Neo4j has a GraphRAG book that I've found very helpful: https://neo4j.com/essential-graphrag/

It depends on the shape of your data. In my domain (cloud security), there are many many entities and it's very valuable to map out how they relate to each other.

For example, we often want to answer a question like: “Which publicly exposed EC2 instances are used by IAM roles that have administrative privileges in my AWS account?”

To answer the question, you need to: 1. Join ec2 instances to security groups to IP rules to IP ranges to find network exposure paths to the open internet. 2. Join the instances to their instance profiles, to their roles. 3. Join the IAM roles to their role policies to determine which have admin policies. 4. Chain all of those joins together, possibly with recursive queries if there are indirect relationships (e.g., role assumption chains).

That’s a lot of joins, and the SQL query would get both heavy and hard to maintain.

In graph this query looks something like

match (i:EC2Instance)--(sg:EC2SecurityGroup)--(r:IPPermissionInbound{action:"Allow"})--(rng:IPRange{id:"0.0.0.0/0"}) match (i)--(r:AWSRole)--(p:AWSPolicy)--(stmt:AWSPolicyStatement{effect:"Allow", resource:"*"}) return i.id as instance_id, r.name as role_name

To answer this question what internet open compute instances can act as admins in our environment, we needed to traverse multiple objects, but the shape of the answer is pretty simple: just a list of ids and names.

Graph databases have quirks and add complexity of their own. If your domain isn't this edge heavy, you're probably better off with Postgres, but for our use-case it's been worth the trade-off imo.

I've recently started playing with graphDBs mostly for the purpose of using entities within parsed documents for my own ideas on a modified RAG approach (not graphRAG). However I'm not sure I would choose this for serious production type work compared to object stores like Mongo where your entity could easily have additional metadata sections of information in it's object store which could have anything you want. Right now as I brainstorm, I find that the graphDB just fits better with my mental thought meanderings.
1. LLMs excell at extracting facts from the context. Storing them as a subject-predicate-object relationships is "natural" for graph databases. Doing it right, so that this knowledge can be utilized more efficiently than any RAG, requires sophisticated context engineering, for example to avoid duplicates and keep consistent vocabulary for relationships, but it is totally achievable and the quality of automatically extracted knowledge can be almost spotless, especially if an LLM can also decide on generating parallel embeddings as a semantic search entry point for graph traversal.

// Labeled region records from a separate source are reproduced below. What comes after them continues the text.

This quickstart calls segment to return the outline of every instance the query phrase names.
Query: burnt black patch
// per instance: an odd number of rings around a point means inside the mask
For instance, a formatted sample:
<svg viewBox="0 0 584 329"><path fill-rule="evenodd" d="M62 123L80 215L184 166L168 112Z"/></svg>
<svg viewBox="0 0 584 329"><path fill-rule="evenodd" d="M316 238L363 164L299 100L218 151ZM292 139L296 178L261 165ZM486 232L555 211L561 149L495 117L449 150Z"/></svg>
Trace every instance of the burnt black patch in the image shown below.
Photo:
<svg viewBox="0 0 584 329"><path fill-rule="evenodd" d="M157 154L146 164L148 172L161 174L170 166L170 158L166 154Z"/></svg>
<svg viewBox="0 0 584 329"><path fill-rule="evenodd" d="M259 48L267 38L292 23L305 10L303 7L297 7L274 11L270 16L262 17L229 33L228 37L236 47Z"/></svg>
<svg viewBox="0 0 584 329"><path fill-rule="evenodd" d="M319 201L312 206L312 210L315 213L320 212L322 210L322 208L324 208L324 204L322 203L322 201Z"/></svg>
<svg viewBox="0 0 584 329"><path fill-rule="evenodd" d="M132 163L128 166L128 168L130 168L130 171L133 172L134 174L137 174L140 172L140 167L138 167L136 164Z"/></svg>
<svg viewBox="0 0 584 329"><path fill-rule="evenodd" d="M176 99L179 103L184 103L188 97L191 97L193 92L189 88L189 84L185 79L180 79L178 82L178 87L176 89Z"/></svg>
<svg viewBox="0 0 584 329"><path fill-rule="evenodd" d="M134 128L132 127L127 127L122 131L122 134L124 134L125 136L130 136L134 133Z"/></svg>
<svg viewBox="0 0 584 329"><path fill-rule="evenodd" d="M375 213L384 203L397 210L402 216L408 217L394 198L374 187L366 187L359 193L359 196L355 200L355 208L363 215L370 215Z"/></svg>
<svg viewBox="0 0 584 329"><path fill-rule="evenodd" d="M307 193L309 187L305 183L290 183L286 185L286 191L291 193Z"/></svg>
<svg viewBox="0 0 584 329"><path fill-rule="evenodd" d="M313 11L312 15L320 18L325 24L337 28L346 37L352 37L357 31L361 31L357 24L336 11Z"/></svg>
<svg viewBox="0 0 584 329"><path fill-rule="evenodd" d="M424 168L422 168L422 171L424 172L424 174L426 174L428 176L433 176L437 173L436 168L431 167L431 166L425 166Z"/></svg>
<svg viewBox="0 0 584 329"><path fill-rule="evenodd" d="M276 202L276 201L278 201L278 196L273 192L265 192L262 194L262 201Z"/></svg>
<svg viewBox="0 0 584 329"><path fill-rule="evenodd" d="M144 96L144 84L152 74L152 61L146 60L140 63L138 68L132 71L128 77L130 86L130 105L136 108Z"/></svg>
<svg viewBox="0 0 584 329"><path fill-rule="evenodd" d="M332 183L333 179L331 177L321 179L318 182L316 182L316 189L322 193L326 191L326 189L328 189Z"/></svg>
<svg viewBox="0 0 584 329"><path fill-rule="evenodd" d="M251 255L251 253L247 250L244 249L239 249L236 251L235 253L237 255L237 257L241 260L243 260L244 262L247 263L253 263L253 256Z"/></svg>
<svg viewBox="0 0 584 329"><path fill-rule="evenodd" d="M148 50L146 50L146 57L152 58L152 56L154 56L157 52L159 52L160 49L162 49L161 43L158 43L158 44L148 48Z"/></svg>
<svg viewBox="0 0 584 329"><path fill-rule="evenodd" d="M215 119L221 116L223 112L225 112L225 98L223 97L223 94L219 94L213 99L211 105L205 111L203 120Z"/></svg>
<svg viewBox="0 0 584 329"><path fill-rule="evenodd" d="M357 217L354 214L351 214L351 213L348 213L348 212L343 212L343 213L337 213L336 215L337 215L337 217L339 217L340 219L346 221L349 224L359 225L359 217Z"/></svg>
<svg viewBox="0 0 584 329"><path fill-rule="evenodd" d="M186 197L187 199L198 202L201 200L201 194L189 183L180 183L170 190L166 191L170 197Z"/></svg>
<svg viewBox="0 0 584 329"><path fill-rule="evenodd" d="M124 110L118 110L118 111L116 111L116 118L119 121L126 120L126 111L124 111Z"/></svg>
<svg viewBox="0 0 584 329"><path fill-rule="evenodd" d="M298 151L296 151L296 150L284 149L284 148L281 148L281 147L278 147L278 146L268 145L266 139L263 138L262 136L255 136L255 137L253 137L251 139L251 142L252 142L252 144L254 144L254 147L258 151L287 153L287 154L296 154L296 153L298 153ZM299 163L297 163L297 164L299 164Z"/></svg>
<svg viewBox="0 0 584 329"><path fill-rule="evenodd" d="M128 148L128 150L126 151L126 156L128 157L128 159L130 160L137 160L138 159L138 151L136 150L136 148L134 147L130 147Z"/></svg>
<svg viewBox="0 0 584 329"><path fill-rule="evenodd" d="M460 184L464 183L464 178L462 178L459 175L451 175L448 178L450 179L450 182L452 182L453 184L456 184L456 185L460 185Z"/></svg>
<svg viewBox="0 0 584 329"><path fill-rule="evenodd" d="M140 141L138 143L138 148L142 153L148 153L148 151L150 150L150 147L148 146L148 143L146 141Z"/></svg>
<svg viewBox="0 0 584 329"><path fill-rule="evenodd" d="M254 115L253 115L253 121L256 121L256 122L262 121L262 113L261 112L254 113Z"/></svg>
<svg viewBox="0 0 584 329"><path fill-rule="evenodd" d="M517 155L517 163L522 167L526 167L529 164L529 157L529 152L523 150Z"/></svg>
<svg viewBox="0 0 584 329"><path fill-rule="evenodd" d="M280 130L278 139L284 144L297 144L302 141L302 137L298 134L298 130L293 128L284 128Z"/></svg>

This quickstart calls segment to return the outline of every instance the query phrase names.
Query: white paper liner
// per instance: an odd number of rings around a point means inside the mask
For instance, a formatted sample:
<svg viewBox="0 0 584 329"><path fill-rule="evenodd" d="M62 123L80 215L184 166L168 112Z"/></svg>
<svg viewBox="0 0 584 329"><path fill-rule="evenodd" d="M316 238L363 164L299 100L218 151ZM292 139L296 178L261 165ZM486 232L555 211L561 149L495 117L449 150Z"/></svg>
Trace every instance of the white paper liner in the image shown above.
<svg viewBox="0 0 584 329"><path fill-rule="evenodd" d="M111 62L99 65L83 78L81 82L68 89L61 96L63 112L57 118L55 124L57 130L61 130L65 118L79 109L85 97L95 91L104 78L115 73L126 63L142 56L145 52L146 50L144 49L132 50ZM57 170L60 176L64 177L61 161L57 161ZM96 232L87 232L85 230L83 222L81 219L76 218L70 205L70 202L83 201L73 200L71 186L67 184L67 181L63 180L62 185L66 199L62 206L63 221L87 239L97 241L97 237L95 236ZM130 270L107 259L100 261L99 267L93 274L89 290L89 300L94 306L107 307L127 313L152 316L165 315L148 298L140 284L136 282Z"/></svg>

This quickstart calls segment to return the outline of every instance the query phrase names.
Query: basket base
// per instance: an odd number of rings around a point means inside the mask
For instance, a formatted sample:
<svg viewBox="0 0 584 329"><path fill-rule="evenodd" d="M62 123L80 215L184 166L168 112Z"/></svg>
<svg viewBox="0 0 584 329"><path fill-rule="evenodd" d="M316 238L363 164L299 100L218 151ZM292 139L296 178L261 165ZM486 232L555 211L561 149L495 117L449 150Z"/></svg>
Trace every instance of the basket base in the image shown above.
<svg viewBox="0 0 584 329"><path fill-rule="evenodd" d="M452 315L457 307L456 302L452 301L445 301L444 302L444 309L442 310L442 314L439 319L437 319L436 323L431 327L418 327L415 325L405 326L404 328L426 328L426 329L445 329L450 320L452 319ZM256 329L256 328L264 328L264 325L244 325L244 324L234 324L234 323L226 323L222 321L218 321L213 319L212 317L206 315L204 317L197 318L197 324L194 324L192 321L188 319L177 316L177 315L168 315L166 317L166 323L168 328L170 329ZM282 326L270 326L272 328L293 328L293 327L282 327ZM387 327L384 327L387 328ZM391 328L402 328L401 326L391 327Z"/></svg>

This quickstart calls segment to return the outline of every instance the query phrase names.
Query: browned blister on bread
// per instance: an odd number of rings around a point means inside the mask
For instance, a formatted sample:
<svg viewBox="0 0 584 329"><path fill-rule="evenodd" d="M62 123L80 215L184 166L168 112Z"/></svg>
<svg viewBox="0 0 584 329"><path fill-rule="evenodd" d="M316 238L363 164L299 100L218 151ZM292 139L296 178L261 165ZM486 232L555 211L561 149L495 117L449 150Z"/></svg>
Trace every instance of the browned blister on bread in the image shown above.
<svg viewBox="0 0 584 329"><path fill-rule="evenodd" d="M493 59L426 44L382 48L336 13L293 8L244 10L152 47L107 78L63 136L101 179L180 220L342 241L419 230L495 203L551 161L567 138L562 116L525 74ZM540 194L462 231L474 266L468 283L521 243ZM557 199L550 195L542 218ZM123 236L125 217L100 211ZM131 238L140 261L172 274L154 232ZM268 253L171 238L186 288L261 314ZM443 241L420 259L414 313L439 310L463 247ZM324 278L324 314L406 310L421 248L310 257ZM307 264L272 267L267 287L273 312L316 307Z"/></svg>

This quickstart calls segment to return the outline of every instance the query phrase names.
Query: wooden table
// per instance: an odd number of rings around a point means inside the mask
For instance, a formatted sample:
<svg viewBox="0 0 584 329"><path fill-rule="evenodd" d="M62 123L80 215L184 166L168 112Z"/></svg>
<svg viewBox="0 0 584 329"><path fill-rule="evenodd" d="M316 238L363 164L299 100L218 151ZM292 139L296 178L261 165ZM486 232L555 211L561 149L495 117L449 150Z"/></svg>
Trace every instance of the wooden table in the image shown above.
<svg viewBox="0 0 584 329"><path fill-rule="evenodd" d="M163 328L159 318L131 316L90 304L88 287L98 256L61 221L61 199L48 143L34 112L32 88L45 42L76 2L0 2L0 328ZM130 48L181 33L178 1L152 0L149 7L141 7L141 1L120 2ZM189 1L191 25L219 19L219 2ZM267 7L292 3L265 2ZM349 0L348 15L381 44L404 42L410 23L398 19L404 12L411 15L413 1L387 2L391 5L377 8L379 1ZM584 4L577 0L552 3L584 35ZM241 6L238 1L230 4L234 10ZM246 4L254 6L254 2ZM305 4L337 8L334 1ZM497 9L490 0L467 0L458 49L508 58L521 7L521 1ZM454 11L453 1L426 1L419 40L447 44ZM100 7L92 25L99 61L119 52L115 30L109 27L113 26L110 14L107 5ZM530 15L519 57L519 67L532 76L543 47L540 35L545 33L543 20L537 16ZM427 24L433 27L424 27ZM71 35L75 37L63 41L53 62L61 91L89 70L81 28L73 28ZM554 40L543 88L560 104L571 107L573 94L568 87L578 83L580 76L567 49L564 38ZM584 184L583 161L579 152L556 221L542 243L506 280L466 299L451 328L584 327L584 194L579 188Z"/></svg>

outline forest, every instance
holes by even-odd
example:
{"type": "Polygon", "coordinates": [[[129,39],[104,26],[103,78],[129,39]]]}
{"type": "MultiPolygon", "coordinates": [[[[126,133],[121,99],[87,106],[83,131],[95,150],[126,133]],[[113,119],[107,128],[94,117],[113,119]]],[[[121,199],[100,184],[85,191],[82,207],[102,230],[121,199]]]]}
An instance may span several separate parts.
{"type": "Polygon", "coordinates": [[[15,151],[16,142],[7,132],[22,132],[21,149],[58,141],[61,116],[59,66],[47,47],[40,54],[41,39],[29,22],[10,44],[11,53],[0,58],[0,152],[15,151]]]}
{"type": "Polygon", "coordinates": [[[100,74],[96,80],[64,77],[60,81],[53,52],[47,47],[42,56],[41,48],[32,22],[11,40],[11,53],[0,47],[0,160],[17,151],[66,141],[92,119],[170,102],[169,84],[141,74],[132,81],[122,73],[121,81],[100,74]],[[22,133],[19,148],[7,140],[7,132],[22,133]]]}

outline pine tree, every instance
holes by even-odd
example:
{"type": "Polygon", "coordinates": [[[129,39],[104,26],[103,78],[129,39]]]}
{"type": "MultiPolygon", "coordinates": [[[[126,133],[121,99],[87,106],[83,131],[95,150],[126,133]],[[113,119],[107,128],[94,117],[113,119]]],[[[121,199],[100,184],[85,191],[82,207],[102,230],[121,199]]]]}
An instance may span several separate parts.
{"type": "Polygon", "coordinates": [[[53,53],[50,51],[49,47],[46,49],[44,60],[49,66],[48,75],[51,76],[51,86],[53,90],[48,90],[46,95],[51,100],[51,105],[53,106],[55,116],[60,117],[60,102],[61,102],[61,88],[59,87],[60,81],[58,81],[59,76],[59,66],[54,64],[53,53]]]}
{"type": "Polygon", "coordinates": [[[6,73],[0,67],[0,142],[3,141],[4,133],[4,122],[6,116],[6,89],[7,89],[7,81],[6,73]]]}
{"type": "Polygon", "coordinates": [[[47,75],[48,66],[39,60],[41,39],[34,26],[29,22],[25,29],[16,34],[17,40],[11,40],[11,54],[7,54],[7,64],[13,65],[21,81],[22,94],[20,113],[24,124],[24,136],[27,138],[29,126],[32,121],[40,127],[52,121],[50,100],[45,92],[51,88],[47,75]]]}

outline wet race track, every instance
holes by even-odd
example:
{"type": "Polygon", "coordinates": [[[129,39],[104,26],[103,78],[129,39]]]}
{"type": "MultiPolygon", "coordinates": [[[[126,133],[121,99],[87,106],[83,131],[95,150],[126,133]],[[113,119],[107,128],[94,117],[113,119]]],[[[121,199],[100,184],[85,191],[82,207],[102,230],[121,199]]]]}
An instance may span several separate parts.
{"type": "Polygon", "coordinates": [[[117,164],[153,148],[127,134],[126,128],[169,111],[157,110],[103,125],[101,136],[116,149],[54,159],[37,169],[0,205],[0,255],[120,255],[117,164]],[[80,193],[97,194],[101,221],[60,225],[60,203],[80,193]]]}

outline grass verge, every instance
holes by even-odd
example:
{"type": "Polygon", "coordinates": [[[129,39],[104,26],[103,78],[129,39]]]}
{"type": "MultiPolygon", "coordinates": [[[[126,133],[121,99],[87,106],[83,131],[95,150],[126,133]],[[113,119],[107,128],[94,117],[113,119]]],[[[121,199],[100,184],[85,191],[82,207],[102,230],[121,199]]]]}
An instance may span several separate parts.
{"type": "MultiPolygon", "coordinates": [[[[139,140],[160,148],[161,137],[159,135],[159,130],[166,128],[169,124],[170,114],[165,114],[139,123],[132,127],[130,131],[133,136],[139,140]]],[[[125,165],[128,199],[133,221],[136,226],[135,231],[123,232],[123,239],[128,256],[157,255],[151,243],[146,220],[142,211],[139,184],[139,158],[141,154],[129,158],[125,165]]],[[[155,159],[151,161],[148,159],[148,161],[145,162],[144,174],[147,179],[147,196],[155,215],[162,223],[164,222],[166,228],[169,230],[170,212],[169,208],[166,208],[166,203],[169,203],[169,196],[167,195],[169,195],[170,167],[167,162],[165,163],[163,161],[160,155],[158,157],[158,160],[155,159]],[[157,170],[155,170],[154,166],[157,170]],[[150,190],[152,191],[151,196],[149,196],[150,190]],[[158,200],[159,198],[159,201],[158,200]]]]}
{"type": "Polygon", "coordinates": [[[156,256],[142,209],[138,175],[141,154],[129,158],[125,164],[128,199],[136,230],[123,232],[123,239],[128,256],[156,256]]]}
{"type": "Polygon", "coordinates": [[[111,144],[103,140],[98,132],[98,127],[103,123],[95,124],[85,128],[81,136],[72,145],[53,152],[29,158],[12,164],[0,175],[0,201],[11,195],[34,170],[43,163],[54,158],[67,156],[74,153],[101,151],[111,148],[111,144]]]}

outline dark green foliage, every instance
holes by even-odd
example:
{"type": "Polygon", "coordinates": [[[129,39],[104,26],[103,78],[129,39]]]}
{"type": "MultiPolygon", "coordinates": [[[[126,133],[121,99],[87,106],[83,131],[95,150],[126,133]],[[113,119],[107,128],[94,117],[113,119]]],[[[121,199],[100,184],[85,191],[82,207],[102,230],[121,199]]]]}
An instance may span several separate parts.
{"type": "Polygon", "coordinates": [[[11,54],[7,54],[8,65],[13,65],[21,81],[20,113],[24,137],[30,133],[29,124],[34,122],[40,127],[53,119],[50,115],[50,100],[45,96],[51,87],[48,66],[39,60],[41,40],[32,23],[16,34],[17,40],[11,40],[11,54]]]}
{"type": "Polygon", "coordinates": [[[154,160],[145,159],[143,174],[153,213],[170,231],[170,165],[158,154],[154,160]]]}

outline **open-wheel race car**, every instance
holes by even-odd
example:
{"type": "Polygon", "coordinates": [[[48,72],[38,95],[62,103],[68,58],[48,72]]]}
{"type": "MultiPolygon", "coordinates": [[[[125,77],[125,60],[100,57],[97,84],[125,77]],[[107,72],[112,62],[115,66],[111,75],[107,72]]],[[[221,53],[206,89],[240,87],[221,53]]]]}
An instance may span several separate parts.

2. Writing cypher queries is a job I would never like to have as a human. But LLMs love it, so that an agent can do an ad hoc data science for every single problem. Especially while being aware which criteria were used for graph construction. It is worth ditching things like MCP in favor of tool graph-like solutions. For this purpose I developed my own DSL which only LLM speaks in internally. The effects are mind-blowing.